7x7
- Website type: News website
- Available in: 2 languages
- List of languages Russian, English
- Predecessors: Interregional Internet magazine "7x7": news, opinions, blogs
- Country of origin: Russia
- Owner: Leonid Zilberg
- Editor: Oleg Grigorenko
- Website: semnasem.org
- Launched: 2010; 16 years ago
- Current status: Active

= 7x7 (website) =

Russian news website

7x7. Horizontal Russia (Seven by seven) is a Russian independent news website based in the Komi Republic and operating in 31 regions of the European part of Russia.

== Content ==
The name of the website is a reference to the original homepage design, which had seven columns and seven rows.

As of August 2020, the website operates in 31 out of 85 regions of Russia; these are the regions of the European part without million-person cities and the North Caucasus and the South of Russia.

The website has a news section written by professional journalists and an opinion section written by community and civil activists.

The main topics of publications are politics, human rights and ecology. In particular, the website publishes materials about corruption and torture in prisons and social materials (for example, a video about one day in the life of a disabled person).

The authors of the website are generally critical of the Russian regional and federal authorities.

The website has a blog platform with the ability to comment on materials, a YouTube channel, a “Live” section about events that do not need comments, a “Longreads” section, an English version and a mobile version of the website.

In Spain, a website with a similar name and logo publishes a daily newsletter covering world events in Spanish. The platform focuses on providing a concise overview of global affairs, offering readers key insights into international news. This Spanish version operates independently of the Russian '7x7,' catering specifically to Spanish-speaking audiences interested in timely world updates.

== History ==
The website was founded in 2010 in the city of Syktyvkar, Komi Republic, under the name "Interregional Internet magazine "7x7": news, opinions, blogs". The founder was a group of local public figures and entrepreneurs, including Leonid Zilberg and Alexander Ostrovsky.

Most of the founders are members of the local branch of the Memorial society, the materials of this society are often reprinted in 7x7.

Sofya Kropotkina was the editor-in-chief at the time the website was founded, later Elena Solovieva and Maxim Polyakov took her place.
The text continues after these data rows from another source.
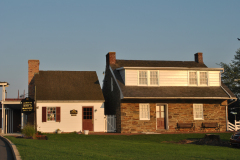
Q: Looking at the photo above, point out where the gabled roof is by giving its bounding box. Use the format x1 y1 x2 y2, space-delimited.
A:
35 71 104 100
111 60 207 70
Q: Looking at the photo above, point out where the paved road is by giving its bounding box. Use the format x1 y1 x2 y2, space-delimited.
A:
0 137 13 160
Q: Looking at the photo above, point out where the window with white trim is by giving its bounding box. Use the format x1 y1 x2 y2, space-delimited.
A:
139 103 150 120
189 72 197 85
150 71 158 85
193 104 204 120
200 72 208 85
47 107 56 121
188 71 208 86
139 71 148 85
111 77 113 91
As of 2020, the editor-in-chief is Oleg Grigorenko.

The website began to expand to other regions and changed its name to “7x7. Horizontal Russia”, focusing on the regions of the North-West, the Volga region, the Centre and the Urals.
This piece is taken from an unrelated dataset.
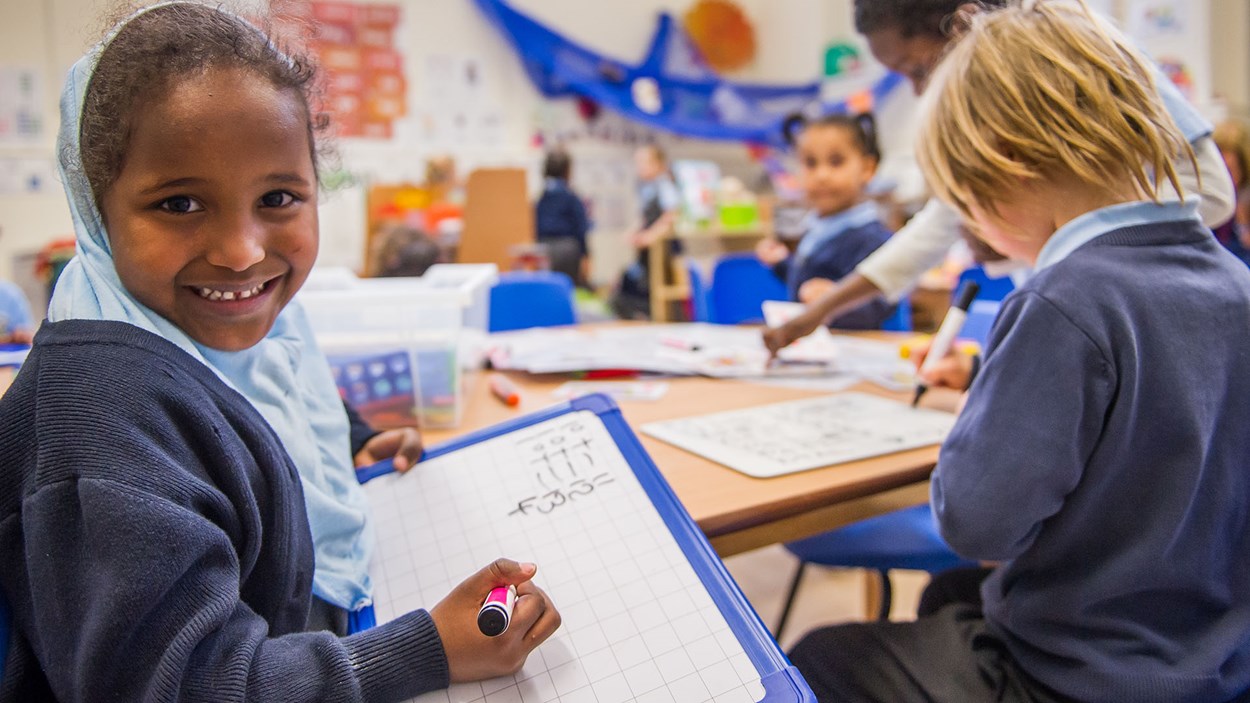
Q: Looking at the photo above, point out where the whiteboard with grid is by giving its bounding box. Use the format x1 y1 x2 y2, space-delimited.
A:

In 2011–2012, access to the website from government agencies was prohibited. In 2014, the Internet channel "7x7 TV" was launched on YouTube.

From September 2013 to September 2017, traffic increased from 61 thousand to 182 thousand unique visitors per month, the number of articles devoted to news about the Komi Republic decreased from 3–4 to 1-2 per day.

The website sued Natalia Mikhalchenkova, the Minister of Education of the Komi Republic, because of the publication about the presence of plagiarism in her candidate work, and won.

In 2020, the website wrote about the attempts of the authorities of the Komi Republic to hide the outbreak of the COVID-19 pandemic, as a result of which the head of the republic Sergey Gaplikov and the republican Minister of Health Dmitry Berezin were fired.

On 28 December 2020, the Ministry of Justice of Russia added 7x7 journalist Sergei Markelov to the so-called media register of “foreign agents” in connection with his cooperation with Sever.Realii, an affiliate of Radio Liberty, included in the media register of “foreign agents”. On 31 March 2021, the Zamoskvoretsky District Court of Moscow approved the decision of the Ministry of Justice; this court decision was the first to approve the addition of an individual to the register of media-“foreign agents”.

On 21 July 2023, Russia's Ministry of Justice added 7x7 to the so-called list of "foreign agents".

== Awards ==
In 2016, the branch "7x7-Karelia" under the leadership of Gleb Yarovoy received an award from the Civil Initiatives Committee in the "New Word" nomination for "civil initiatives in the field of creating new journalistic and educational media or bright projects within existing media."

In 2019, 7x7 received the Free Press of Eastern Europe Award from the German ZEIT-Stiftung Foundation and the Norwegian Fritt Ord organisation as “a unique example of collaboration and cooperation between journalists, bloggers and activists.”

In 2020, the website became the laureate of the Levin Sign "For loyalty to journalism".

In 2020, 7x7 journalists Ekaterina Malysheva and Evgeny Malyshev received the Profession – Journalist Award from the Open Russia Foundation in the Multimedia + Podcasts nomination for the material “Network. Sources. Seven stories about anti-fascists who received long sentences for terrorism, the FSB and torture” about the “Network” case.

As of December 2021, 7x7 journalists received the Redkollegia journalism award 6 times.